In November 2018, just a few months before the opening of Malaysia’s second IKEA store in the new development zone in Batu Kawan, the Star newspaper quoted Penang Chief Minister Chow Kon Yeow as saying that the area has great potential to attract investor.
“It is not true that there is no more developable land in the mainland,” Allen Te told Al Jazeera. Teh is the founder of Atelier Alan Teh Architect and often oversees projects in mainland Penang.
“The state government has been expanding its industrial land bank [on the mainland] Due to strong demand, in Batu Kawan. Logic tells me that acquiring or converting private agricultural land into development land is cheaper, faster, and more sustainable, and the state government has the power and right to convert or increase the land use rate (by plot ratio or density) of the area specifically for special national initiatives. Project,” he said.
Learn from past mistakes
Even without looking at what happened in Malacca, Penang should be very aware of the risks of reclamation and large-scale projects.
The Seri Tanjung Pinang (STP) 1 land reclamation project, which started in 2006, created 240 acres (97 hectares) of land off the north coast of the island for the construction of some of the most luxurious properties in Penang. A second 760 acres (307.5 hectares) site is currently under construction, of which 131 acres (53 hectares) is reserved by the Penang State Government.
But in 2018, local fishermen lamented that the once abundant fish and crustaceans had disappeared. Since September 2019, before the COVID-19 pandemic changed the pace of life and business, the promised development has stagnated and has not been completed.
Zakaria said that even if Penang completed the construction of the second bridge connecting the mainland in 2014, the sludge from underwater drilling affected the turbidity of the water and reduced the number of fish in the next five years.
He added that PSR’s work may mean the end of Penang’s fresh seafood supply.
“The state government must ensure that the people of Penang have enough food, because unbalanced development will lead to excess funds but insufficient food,” he said.
The Penang state government has pledged to provide fishermen with a one-time compensation of 20,000 Malaysian ringgits (approximately US$5,000), and either guarantee employment during the ten-year reclamation project or upgrade new vessels and engines.

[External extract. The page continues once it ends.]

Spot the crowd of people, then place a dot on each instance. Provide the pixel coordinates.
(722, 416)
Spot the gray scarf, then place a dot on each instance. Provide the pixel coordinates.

It also stated that a new wharf will be built to help fishermen go to sea even when the tide is low. But few people think this is enough to deal with the uncertain future they face now.
“Who benefits from these large-scale projects?” Teh asked, noting that the past reclamation projects on Penang Island provided very limited recreational space for the public. “Only the country and the super rich have lost their livelihoods due to reclamation projects at the expense of the environment and low- and middle-income groups.”